Spokane settled three lawsuits with one check on Monday when the City Council agreed to pay Steve and Leslie Ronald $1.9 million for their riverfront property.
The “global settlement” ends the city’s lawsuit to condemn the couple’s land just north of the downtown library.
In exchange for the lump-sum payment, the Ronalds agree to drop two lawsuits they filed against the city. One lawsuit alleges city officials blocked their building permit. The second maintains the city “inversely condemned” their land by promising in a separate settlement to buy the property.
Council members unanimously approved the settlement Monday, saying it is time to put the legal squabbles behind them. Councilwomen Roberta Greene and Phyllis Holmes were absent.
“What we negotiated made a whole lot of fiscal sense,” Councilman Jeff Colliton said. “I think it’s an end to an era.”
“It’s more money than we’d originally felt we should go to, but by agreeing to this settlement, we put this whole process to an end,” said Jack Geraghty at his last council meeting as mayor. “And we preserve a very important piece of property.”
The city has no definite plans about what to do with the property.
Mike Maurer, attorney for the Ronalds, described the settlement as a relief.
“It’s a good deal for my clients,” Maurer said. “They’re tired of the litigation process. They need to get this out of their lives.”
The Ronalds planned to build a seven-story condominium complex on the 1.34-acre slip of land, but the council voted in 1995 to condemn the site to save the view of the Spokane River falls from the downtown library.
After a six-day trial last April, jurors decided the Ronalds’ land was worth $2.184 million - nearly 50 times the value set by one appraiser hired by the city.
The council debated walking away from the condemnation, saying the city couldn’t afford it.

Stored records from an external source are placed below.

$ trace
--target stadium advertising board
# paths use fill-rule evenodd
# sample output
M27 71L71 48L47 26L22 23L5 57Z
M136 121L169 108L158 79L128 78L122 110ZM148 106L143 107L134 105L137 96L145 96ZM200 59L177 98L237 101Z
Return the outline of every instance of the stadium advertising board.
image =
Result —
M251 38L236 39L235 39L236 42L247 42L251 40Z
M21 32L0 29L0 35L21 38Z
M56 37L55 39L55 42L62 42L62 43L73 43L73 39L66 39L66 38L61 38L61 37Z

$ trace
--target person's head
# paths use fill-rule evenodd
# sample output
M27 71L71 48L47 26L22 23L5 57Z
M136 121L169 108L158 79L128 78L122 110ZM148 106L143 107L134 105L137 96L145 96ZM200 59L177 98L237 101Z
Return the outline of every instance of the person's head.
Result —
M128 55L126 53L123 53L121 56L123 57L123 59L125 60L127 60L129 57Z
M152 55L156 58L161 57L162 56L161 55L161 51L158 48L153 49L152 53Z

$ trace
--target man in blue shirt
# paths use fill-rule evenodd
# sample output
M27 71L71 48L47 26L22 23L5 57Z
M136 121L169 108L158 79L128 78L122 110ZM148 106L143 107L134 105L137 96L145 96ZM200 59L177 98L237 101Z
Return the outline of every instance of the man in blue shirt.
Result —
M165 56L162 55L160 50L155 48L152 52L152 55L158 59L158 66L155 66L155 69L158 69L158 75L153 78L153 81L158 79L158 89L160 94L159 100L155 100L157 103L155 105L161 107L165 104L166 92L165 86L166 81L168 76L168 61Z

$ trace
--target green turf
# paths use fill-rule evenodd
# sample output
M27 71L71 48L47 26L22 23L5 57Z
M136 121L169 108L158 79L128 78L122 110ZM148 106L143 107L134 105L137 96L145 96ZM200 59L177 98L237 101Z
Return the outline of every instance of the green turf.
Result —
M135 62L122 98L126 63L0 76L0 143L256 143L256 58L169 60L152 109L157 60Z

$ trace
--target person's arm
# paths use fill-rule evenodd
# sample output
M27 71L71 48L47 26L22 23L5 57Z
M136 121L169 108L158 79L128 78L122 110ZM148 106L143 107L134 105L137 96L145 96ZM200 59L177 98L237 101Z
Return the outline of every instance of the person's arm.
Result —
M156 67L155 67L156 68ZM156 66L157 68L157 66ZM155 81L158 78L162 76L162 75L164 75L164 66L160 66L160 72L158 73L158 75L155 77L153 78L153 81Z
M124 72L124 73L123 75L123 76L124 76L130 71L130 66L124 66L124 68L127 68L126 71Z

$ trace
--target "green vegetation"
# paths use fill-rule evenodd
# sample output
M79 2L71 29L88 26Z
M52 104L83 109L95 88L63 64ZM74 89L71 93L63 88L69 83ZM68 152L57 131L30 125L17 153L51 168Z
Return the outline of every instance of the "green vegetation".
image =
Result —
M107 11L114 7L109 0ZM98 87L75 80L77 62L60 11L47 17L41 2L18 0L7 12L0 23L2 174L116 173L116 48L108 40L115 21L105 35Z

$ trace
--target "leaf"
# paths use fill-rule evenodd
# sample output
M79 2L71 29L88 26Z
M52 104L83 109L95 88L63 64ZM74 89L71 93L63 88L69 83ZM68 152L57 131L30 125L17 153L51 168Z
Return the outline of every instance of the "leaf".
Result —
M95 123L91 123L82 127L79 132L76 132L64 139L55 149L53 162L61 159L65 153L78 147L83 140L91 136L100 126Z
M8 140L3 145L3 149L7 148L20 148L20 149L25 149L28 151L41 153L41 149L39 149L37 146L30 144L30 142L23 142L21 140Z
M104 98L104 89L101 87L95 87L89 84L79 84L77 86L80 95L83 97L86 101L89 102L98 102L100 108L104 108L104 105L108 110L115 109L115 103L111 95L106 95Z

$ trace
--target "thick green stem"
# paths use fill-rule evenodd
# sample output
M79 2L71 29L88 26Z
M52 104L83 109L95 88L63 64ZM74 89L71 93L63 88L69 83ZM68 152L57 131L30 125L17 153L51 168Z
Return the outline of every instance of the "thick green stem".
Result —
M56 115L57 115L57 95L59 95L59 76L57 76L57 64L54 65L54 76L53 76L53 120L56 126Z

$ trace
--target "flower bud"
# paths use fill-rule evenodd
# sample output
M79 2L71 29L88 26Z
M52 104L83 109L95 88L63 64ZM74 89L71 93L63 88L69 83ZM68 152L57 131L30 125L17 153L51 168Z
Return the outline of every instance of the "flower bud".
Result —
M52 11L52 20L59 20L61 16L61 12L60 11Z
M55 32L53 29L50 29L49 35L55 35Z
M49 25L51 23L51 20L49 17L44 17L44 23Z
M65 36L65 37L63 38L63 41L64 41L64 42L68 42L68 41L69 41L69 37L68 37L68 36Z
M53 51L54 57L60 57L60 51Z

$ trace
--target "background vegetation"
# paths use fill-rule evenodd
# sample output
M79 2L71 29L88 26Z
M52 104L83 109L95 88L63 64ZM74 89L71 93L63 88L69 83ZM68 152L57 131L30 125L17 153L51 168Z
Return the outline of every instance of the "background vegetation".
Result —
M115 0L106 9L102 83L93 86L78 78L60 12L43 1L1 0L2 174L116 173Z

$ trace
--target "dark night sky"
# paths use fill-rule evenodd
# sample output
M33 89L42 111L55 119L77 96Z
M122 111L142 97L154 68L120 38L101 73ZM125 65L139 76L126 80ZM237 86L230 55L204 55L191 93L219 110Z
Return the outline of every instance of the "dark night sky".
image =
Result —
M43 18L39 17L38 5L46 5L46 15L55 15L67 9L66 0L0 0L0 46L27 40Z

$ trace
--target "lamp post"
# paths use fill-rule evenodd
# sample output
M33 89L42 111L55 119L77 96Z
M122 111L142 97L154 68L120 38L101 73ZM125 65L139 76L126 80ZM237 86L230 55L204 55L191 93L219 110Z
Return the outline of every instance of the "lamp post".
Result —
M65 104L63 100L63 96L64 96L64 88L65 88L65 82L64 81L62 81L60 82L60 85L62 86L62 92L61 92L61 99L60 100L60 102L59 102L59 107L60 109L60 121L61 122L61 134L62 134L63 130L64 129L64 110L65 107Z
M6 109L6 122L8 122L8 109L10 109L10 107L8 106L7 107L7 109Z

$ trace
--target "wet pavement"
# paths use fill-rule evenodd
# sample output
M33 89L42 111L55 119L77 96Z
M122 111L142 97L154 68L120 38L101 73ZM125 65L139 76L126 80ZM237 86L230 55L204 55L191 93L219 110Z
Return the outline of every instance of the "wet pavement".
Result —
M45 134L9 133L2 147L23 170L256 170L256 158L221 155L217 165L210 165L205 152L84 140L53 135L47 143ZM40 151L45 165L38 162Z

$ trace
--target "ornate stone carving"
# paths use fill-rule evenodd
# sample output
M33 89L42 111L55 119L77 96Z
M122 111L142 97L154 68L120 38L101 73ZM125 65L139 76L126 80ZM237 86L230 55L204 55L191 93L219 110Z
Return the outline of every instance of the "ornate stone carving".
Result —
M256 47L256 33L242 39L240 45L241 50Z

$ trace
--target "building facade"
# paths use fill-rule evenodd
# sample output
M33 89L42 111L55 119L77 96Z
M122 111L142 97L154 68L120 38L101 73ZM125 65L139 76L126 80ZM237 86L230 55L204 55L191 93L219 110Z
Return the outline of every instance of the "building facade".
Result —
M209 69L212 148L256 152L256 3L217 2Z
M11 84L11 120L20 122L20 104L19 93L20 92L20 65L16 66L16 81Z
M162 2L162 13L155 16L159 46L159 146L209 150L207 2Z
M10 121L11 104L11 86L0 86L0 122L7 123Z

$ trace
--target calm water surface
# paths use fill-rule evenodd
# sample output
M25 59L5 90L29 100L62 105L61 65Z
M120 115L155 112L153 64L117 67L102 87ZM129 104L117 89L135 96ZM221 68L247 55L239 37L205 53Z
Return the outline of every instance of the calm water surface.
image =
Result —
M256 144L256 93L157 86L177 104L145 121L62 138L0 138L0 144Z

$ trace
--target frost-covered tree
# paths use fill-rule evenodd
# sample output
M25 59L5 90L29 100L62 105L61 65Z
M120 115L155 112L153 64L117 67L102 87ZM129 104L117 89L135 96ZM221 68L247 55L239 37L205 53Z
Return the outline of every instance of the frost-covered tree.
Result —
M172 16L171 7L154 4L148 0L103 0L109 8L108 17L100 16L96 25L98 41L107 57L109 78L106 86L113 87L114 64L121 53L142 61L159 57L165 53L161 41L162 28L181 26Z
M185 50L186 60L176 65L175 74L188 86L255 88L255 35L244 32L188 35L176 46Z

Instead, the city appealed the jury’s ruling.
The $1.9 million settlement figure is about $300,000 less than the jurors’ price tag - but several times more than the $125,000 the Ronalds paid for the land in 1986.
Money to pay the settlement will come from the budgets of the Parks and Recreation Department, city libraries and the arterial street fund. Services in those departments are not expected to be curtailed as a result of the expenditure.
The couple had vowed last August to stop negotiating with officials about buying the land, but decided against the ultimatum, Maurer said.
The city’s legal staff has unlimited resources, he said. “We were looking at years and years of litigation.”
Colliton said he and Greene spent the past four months meeting with the Ronalds and Maurer in hopes of reaching a settlement.
“Our risk of a much greater figure if we went to trial … well, we could have been looking at a $6 million figure,” Colliton said, referring to the Ronalds’ two outstanding lawsuits against the city.
The Ronalds’ land has been mired in legal trouble for years.
The couple sued the city in 1995, saying officials repeatedly blocked their plans to build on the property. That lawsuit was scheduled to go to trial next month.
In 1996, the city made buying the land a condition of a settlement agreement with attorney Steve Eugster. Eugster sued to stop the Lincoln Street bridge from being built, but dropped the case when the city agreed to buy the Ronalds’ land to protect open space near the bridge.
Earlier this year, the couple sued again, this time alleging the city “inversely condemned” their land by promising Eugster they’d buy it.